Vocoding
Vocoding Docs
Getting Started

First-Time Setup

Configure Whisper models and LLM providers for optimal performance.

Download a Whisper Model

Vocoding uses Whisper for 100% local, offline transcription. On first use:

  1. Go to Settings, then Transcription
  2. Click Download next to your preferred model

Model Comparison

ModelSizeSpeedAccuracyRecommended For
tiny75 MBFastestBasicQuick notes, testing
base142 MBFastGoodDaily use (default)
small466 MBMediumBetterWhen accuracy matters
medium1.5 GBSlowHighProfessional use
large-v32.9 GBSlowestBestMaximum accuracy
large-v3-turbo1.5 GBFastHighBest balance (Apple Silicon)

Recommendations by Platform

  • Apple Silicon Mac: Start with large-v3-turbo (fast + accurate with GPU acceleration)
  • Intel Mac: Start with base or small (CPU-based processing)
  • Windows: Start with base or small

Configure an LLM Provider (Optional)

For prompt optimization (turning raw transcription into structured prompts), configure an LLM provider. You have four options:

Option A: Ollama Local (Free, Offline)

Run AI models directly on your machine. 100% private, no data leaves your device.

  1. Install Ollama on your system
  2. Run: ollama pull llama3.1:8b
  3. In Vocoding: Settings, then Local LLM
  4. Verify connection status shows green
  5. Select your model

Best for: Privacy-first users with capable hardware.

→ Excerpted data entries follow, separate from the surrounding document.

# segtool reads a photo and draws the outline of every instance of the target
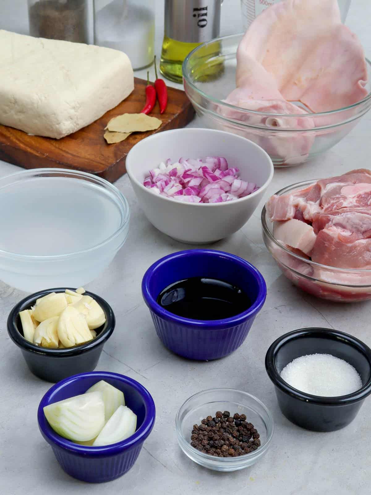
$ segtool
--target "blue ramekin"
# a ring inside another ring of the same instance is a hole
[[[191,277],[219,279],[236,285],[253,304],[235,316],[209,320],[183,318],[157,304],[165,287]],[[184,357],[202,361],[224,357],[241,346],[267,295],[264,279],[254,266],[234,254],[206,249],[180,251],[158,260],[144,274],[141,288],[164,345]]]
[[[43,408],[48,404],[84,394],[104,380],[122,391],[125,404],[137,416],[135,433],[122,442],[101,447],[88,447],[61,437],[46,421]],[[153,399],[148,391],[132,378],[107,371],[80,373],[56,384],[46,392],[39,406],[38,422],[42,435],[51,446],[62,468],[71,476],[89,483],[110,481],[132,467],[155,422]]]

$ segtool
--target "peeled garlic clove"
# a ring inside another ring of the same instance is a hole
[[[58,337],[65,347],[78,346],[93,339],[85,316],[73,305],[67,306],[59,317]]]
[[[42,347],[57,348],[59,342],[57,330],[58,319],[59,316],[52,316],[42,321],[35,331],[34,343],[39,346],[41,345]]]
[[[91,330],[99,328],[106,322],[106,315],[104,314],[104,311],[94,299],[90,303],[89,306],[90,309],[86,315],[88,326]]]
[[[73,442],[87,442],[104,425],[104,403],[100,392],[76,396],[46,406],[45,417],[54,431]]]
[[[29,342],[33,342],[34,334],[37,325],[36,325],[35,320],[32,318],[32,311],[31,309],[25,309],[21,311],[19,313],[19,317],[22,323],[23,337]]]
[[[124,394],[121,390],[110,385],[104,380],[101,380],[95,384],[85,393],[101,392],[104,402],[104,416],[106,421],[108,421],[112,414],[120,405],[125,405]]]
[[[33,316],[38,321],[44,321],[53,316],[59,316],[66,306],[66,295],[52,292],[40,299],[35,307]]]
[[[87,315],[90,311],[90,304],[93,300],[93,298],[90,296],[83,296],[81,298],[73,304],[79,313]]]
[[[66,299],[68,304],[73,304],[75,302],[77,302],[82,297],[82,296],[81,294],[76,294],[76,296],[73,296],[71,294],[66,294]]]
[[[111,445],[122,442],[135,433],[137,416],[126,406],[120,405],[95,439],[93,446]]]

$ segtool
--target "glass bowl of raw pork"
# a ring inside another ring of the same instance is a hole
[[[263,208],[263,238],[283,274],[329,300],[371,299],[371,171],[298,182]]]
[[[356,83],[355,90],[353,85],[351,98],[345,95],[343,98],[334,99],[329,106],[332,109],[316,112],[311,111],[308,105],[299,101],[280,100],[275,95],[268,96],[271,99],[268,101],[259,99],[261,98],[261,86],[263,86],[261,82],[267,75],[259,66],[250,73],[253,89],[236,88],[239,70],[237,48],[243,36],[227,36],[205,43],[191,51],[185,60],[185,90],[204,127],[242,136],[261,146],[275,166],[287,167],[303,163],[331,148],[370,109],[370,80],[359,84]],[[364,58],[362,61],[361,72],[366,73],[367,76],[367,72],[371,74],[371,62]],[[346,71],[346,66],[344,64],[343,72]],[[348,66],[353,73],[354,65],[349,63]],[[244,77],[243,74],[239,77],[241,84]],[[295,80],[293,86],[300,84],[300,80]],[[354,81],[351,82],[353,85]],[[326,102],[327,96],[336,90],[331,89],[328,80],[325,80],[324,84],[324,88],[315,87],[310,95],[312,107],[329,107]],[[266,94],[265,86],[263,90]],[[345,90],[349,90],[349,86],[346,85]],[[324,101],[316,105],[314,100],[319,94],[323,95]],[[254,94],[257,96],[254,97]],[[344,100],[348,102],[340,103]]]

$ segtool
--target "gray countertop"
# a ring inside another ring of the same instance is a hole
[[[0,28],[27,31],[25,1],[1,0]],[[156,1],[156,53],[160,54],[163,2]],[[347,24],[371,53],[371,2],[354,1]],[[241,30],[239,2],[225,0],[222,34]],[[137,73],[139,76],[143,72]],[[266,194],[305,179],[329,176],[353,168],[370,168],[371,114],[332,150],[296,167],[276,170]],[[190,124],[197,126],[197,119]],[[0,176],[19,169],[0,162]],[[1,495],[141,495],[232,493],[275,495],[366,495],[370,493],[371,398],[355,421],[331,433],[301,429],[281,414],[273,387],[264,368],[269,345],[282,334],[305,326],[333,328],[352,334],[371,346],[371,302],[341,304],[316,299],[293,287],[281,274],[262,239],[258,208],[231,238],[213,248],[241,256],[264,275],[268,288],[265,305],[244,344],[232,355],[209,362],[182,359],[162,346],[140,294],[140,281],[153,262],[170,252],[187,248],[157,231],[137,203],[127,177],[116,185],[132,211],[129,238],[101,277],[87,289],[102,296],[116,314],[117,326],[106,344],[97,369],[131,377],[152,395],[156,424],[133,469],[123,477],[88,485],[65,474],[40,435],[36,411],[50,384],[30,374],[19,350],[8,338],[6,320],[12,306],[26,295],[0,282],[0,493]],[[2,212],[2,214],[5,212]],[[175,419],[178,408],[196,392],[214,387],[245,390],[260,398],[272,411],[276,431],[267,455],[251,468],[219,473],[201,467],[178,446]]]

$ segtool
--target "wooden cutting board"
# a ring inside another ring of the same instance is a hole
[[[113,182],[126,171],[126,155],[138,141],[156,132],[184,127],[194,115],[184,91],[168,88],[165,113],[160,115],[156,102],[150,114],[163,123],[158,129],[136,133],[121,143],[107,145],[103,135],[110,119],[122,113],[139,113],[144,106],[147,82],[135,78],[134,83],[134,91],[119,105],[90,125],[62,139],[29,136],[23,131],[0,125],[0,160],[25,168],[52,167],[89,172]]]

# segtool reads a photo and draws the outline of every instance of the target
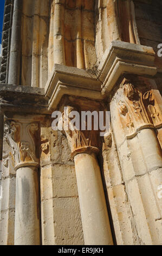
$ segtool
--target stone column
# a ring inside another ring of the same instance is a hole
[[[72,156],[74,157],[78,193],[85,245],[113,245],[109,217],[96,158],[99,150],[98,131],[73,130],[67,117],[73,108],[68,107],[63,119],[68,121],[66,129]],[[64,122],[64,127],[66,127]],[[74,127],[74,126],[73,126]]]
[[[37,123],[8,120],[5,138],[16,170],[15,245],[40,244]]]
[[[118,106],[118,108],[116,108]],[[111,103],[126,191],[141,244],[161,243],[162,115],[151,80],[124,78]]]
[[[8,83],[12,84],[19,84],[20,80],[22,2],[14,1],[8,78]]]

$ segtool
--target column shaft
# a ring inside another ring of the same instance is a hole
[[[85,245],[113,245],[100,167],[94,154],[74,157]]]
[[[40,244],[38,169],[23,167],[17,170],[15,245]]]

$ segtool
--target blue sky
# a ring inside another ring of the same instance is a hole
[[[4,1],[5,0],[0,0],[0,44],[1,44],[2,39]]]

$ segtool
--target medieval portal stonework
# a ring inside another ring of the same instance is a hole
[[[1,245],[161,245],[161,9],[5,1]],[[108,131],[73,130],[73,111],[110,111]]]

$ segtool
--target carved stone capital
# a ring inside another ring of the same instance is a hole
[[[92,129],[88,130],[87,119],[83,122],[82,113],[82,112],[87,113],[87,111],[93,113],[95,111],[98,114],[99,111],[105,109],[103,104],[90,100],[87,101],[83,98],[70,96],[66,98],[62,105],[64,106],[64,111],[62,111],[59,126],[61,125],[63,133],[66,135],[70,147],[72,157],[83,153],[98,154],[101,141],[100,138],[100,131],[94,128],[94,117],[92,118]],[[77,116],[79,119],[79,125],[74,121],[76,117],[74,111],[77,112]],[[82,127],[83,123],[85,124],[85,129]]]
[[[118,102],[118,109],[126,137],[134,137],[144,128],[161,127],[162,115],[152,90],[125,78],[121,86],[123,98]]]
[[[39,164],[38,123],[7,120],[4,138],[12,149],[15,169]]]
[[[79,113],[80,111],[77,107],[67,106],[67,111],[62,114],[63,126],[66,128],[64,132],[70,147],[72,157],[79,153],[98,153],[98,131],[77,130],[77,127],[72,123],[72,118],[69,118],[69,115],[72,111],[77,111]]]

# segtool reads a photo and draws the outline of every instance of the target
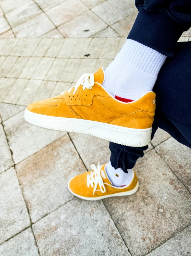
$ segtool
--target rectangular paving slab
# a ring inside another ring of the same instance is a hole
[[[68,135],[16,166],[32,221],[73,198],[68,181],[86,170]]]
[[[156,150],[191,192],[191,149],[171,138]]]
[[[142,256],[191,223],[191,198],[154,150],[134,169],[138,192],[104,202],[131,255]]]
[[[30,124],[24,118],[24,111],[5,121],[3,124],[16,164],[66,133]]]
[[[130,255],[101,201],[72,200],[32,228],[42,256]]]
[[[0,191],[1,244],[28,227],[30,221],[13,167],[0,175]]]
[[[31,228],[0,245],[1,256],[38,256],[38,249]]]
[[[3,126],[0,124],[0,173],[14,165]]]
[[[191,252],[191,226],[190,226],[147,256],[190,256]]]

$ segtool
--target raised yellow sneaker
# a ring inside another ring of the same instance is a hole
[[[155,108],[150,91],[129,103],[109,94],[102,85],[102,68],[85,74],[68,91],[30,104],[25,119],[37,126],[79,132],[132,147],[147,145],[151,139]]]
[[[96,168],[91,165],[92,170],[76,176],[68,183],[68,189],[74,196],[82,199],[94,201],[111,196],[132,195],[139,188],[139,181],[133,171],[131,180],[123,187],[115,187],[110,180],[105,171],[106,164]]]

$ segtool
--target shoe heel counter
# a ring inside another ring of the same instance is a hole
[[[150,114],[148,115],[145,112],[138,110],[131,114],[115,119],[109,123],[127,128],[147,129],[152,127],[154,120],[154,113],[150,115],[153,116],[152,118],[150,117]]]
[[[140,110],[154,113],[156,109],[156,94],[153,92],[148,92],[140,99],[133,101],[130,104]]]

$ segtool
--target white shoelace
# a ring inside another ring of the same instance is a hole
[[[78,81],[76,83],[76,85],[70,88],[68,91],[68,92],[70,92],[72,88],[74,88],[74,89],[73,92],[73,94],[74,94],[80,85],[82,86],[82,89],[84,90],[86,88],[88,89],[92,89],[92,87],[94,85],[94,76],[93,74],[87,73],[84,74],[78,80]],[[61,95],[62,95],[64,92],[64,91],[62,92],[61,94]]]
[[[106,191],[105,188],[103,184],[103,181],[100,174],[101,167],[101,166],[100,166],[99,163],[98,163],[97,168],[94,165],[92,165],[91,168],[93,170],[93,171],[91,171],[90,174],[87,175],[87,186],[88,187],[89,187],[90,185],[92,187],[93,187],[94,183],[93,195],[94,195],[98,185],[100,186],[100,190],[102,193],[104,193]]]

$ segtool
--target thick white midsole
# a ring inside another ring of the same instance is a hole
[[[151,139],[152,127],[148,129],[127,128],[96,121],[40,115],[27,109],[24,118],[29,123],[40,127],[86,133],[130,147],[145,146]]]
[[[71,180],[72,179],[71,179]],[[104,199],[104,198],[107,198],[108,197],[111,197],[113,196],[129,196],[131,195],[132,195],[134,194],[138,190],[139,188],[139,181],[137,182],[137,183],[135,187],[134,187],[133,189],[130,190],[129,191],[127,191],[126,192],[121,192],[119,193],[116,193],[115,194],[113,194],[110,195],[106,195],[104,196],[99,196],[97,197],[87,197],[85,196],[82,196],[78,195],[78,194],[74,193],[70,188],[69,184],[70,181],[68,183],[68,188],[69,191],[71,193],[73,194],[74,195],[76,196],[77,196],[78,197],[81,198],[81,199],[84,199],[84,200],[88,200],[89,201],[96,201],[98,200],[101,200],[101,199]]]

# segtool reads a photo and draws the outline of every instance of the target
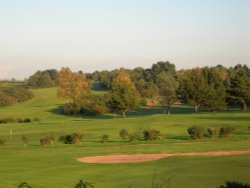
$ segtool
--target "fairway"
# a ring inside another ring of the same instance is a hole
[[[0,147],[0,188],[16,188],[28,182],[34,188],[70,188],[80,180],[95,188],[147,188],[152,179],[164,182],[170,178],[173,188],[216,188],[225,181],[250,183],[250,155],[174,156],[156,161],[123,164],[80,163],[77,158],[113,154],[174,154],[210,151],[249,150],[250,113],[240,111],[193,113],[186,105],[173,107],[171,115],[162,114],[160,107],[138,109],[122,119],[117,114],[82,117],[60,113],[64,101],[56,98],[56,89],[32,90],[35,97],[25,103],[0,109],[0,119],[39,118],[32,123],[0,124],[0,137],[6,143]],[[98,92],[97,92],[98,93]],[[187,128],[231,126],[235,133],[229,138],[202,138],[193,141]],[[159,130],[157,141],[123,141],[121,129],[141,133],[145,129]],[[45,136],[81,132],[80,144],[56,142],[41,146]],[[100,136],[109,135],[102,143]],[[24,146],[21,137],[29,142]]]

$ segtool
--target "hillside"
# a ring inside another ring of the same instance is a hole
[[[0,187],[14,188],[27,181],[32,187],[73,187],[79,179],[95,187],[150,187],[156,171],[157,181],[174,176],[171,187],[211,188],[225,181],[249,183],[250,155],[239,156],[178,156],[136,164],[86,164],[76,159],[84,156],[134,153],[204,152],[244,150],[250,148],[249,112],[220,112],[193,114],[188,106],[175,106],[170,116],[161,114],[159,107],[130,112],[127,119],[112,115],[98,117],[64,116],[56,98],[56,89],[32,90],[34,98],[15,106],[0,109],[0,119],[39,118],[27,124],[0,124],[0,137],[6,143],[0,147]],[[229,138],[202,138],[193,141],[187,128],[231,126],[235,133]],[[157,141],[122,141],[121,129],[141,133],[145,129],[159,130]],[[10,130],[12,134],[10,135]],[[41,146],[40,139],[54,135],[82,132],[81,144],[65,145],[56,142]],[[100,136],[109,141],[100,142]],[[22,135],[29,143],[23,146]],[[44,178],[46,177],[46,178]]]

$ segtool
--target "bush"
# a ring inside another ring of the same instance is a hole
[[[135,132],[128,135],[130,141],[140,140],[141,136],[139,133]]]
[[[212,137],[217,136],[217,134],[218,134],[218,130],[216,128],[209,127],[207,129],[207,132],[206,132],[205,136],[212,138]]]
[[[107,142],[109,140],[109,135],[107,134],[104,134],[101,136],[101,142],[104,143],[104,142]]]
[[[22,142],[23,142],[23,145],[25,145],[25,146],[28,145],[29,139],[28,139],[25,135],[23,135],[23,136],[21,137],[21,140],[22,140]]]
[[[64,144],[78,144],[81,142],[82,138],[83,138],[83,134],[73,133],[73,134],[60,136],[58,141]]]
[[[234,128],[233,127],[222,127],[220,128],[219,135],[220,137],[229,137],[233,134]]]
[[[192,127],[188,128],[187,131],[193,140],[198,139],[198,138],[202,138],[205,134],[205,129],[203,127],[199,127],[199,126],[192,126]]]
[[[22,182],[17,186],[17,188],[31,188],[31,186],[29,186],[26,182]]]
[[[53,136],[46,136],[40,139],[42,146],[55,144],[55,138]]]
[[[33,121],[34,121],[34,122],[39,122],[39,121],[41,121],[41,120],[40,120],[40,118],[35,117],[35,118],[33,119]]]
[[[93,185],[91,185],[88,182],[84,182],[83,180],[80,180],[79,183],[77,183],[75,186],[75,188],[88,188],[88,187],[93,187]]]
[[[120,132],[119,132],[119,135],[120,137],[123,139],[123,140],[127,140],[128,137],[129,137],[129,133],[126,129],[122,129]]]
[[[154,129],[143,131],[143,137],[145,140],[159,140],[160,139],[160,131],[156,131]]]
[[[31,122],[31,119],[30,119],[30,118],[25,118],[25,119],[23,120],[23,122],[24,122],[24,123],[30,123],[30,122]]]
[[[0,138],[0,146],[3,146],[5,144],[5,140]]]

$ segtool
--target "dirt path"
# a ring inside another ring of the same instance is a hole
[[[133,154],[133,155],[107,155],[83,157],[77,160],[85,163],[138,163],[145,161],[154,161],[166,157],[174,156],[226,156],[226,155],[243,155],[250,154],[250,150],[233,150],[233,151],[209,151],[209,152],[192,152],[192,153],[162,153],[162,154]]]

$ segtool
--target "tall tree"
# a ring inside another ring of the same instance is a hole
[[[195,112],[206,100],[208,85],[200,68],[185,70],[179,74],[181,98],[194,106]]]
[[[113,79],[110,91],[110,106],[120,111],[123,118],[126,112],[137,106],[139,94],[127,73],[119,72]]]
[[[250,103],[250,75],[246,65],[237,65],[231,69],[229,94],[242,105],[243,110],[247,110],[247,104]]]
[[[84,74],[74,73],[69,68],[59,72],[57,96],[62,99],[75,101],[90,93],[90,85]]]
[[[170,107],[177,100],[176,90],[179,83],[172,74],[167,72],[158,74],[156,83],[159,87],[160,102],[163,105],[164,112],[170,114]]]

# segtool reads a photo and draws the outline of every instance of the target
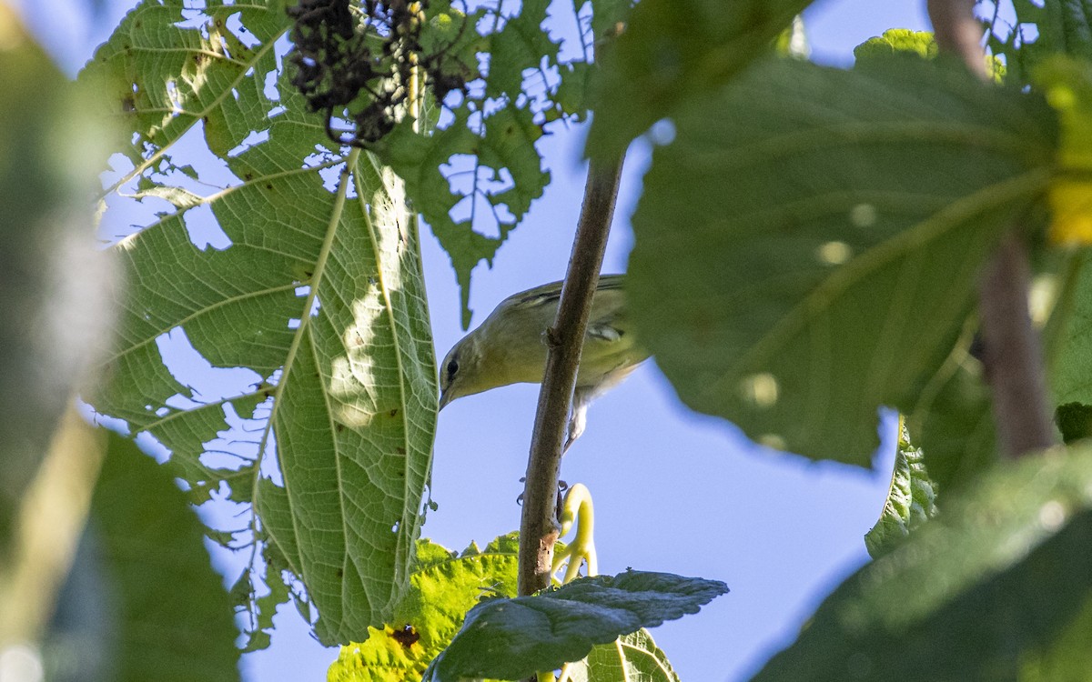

Access state-of-the-art models without consuming local resources.

  1. Create an account at ollama.com
  2. Choose a plan:
PlanPriceDescription
Free$0/monthBasic cloud access, limited usage
Pro$20/monthMultiple cloud models simultaneously, 3 private models
Max$100/month5+ simultaneous cloud models, 5x Pro usage, 5 private models
  1. Configure in Vocoding: Settings, then LLM

Why Ollama Cloud? Running state-of-the-art models locally requires very expensive hardware (40+ GB RAM for top models). Cloud plans give you access to the same quality at a fraction of the cost.

Option C: Groq (Ultra-Fast Cloud)

Ultra-fast inference powered by custom LPU chips (>500 tokens/second).

  1. Visit console.groq.com
  2. Create an account (free tier available, no credit card required)
  3. Generate an API key
  4. In Vocoding: Settings, then LLM, then Groq
  5. Paste your API key
  6. Click Test Connection

Option D: OpenRouter (300+ Models)

Access to 300+ models from multiple AI providers through a single API key.

  1. Visit openrouter.ai
  2. Create an account
  3. Generate an API key
  4. In Vocoding: Settings, then LLM, then OpenRouter
  5. Paste your API key
  6. Click Test Connection

OpenRouter offers 25+ free models (no credit required) including DeepSeek R1, Llama 3.3 70B, Gemma, and more.

No API Key?

You can still use Vocoding in Transcribe mode (voice to text only) or with Ollama (local or cloud). An API key is only required for Groq and OpenRouter.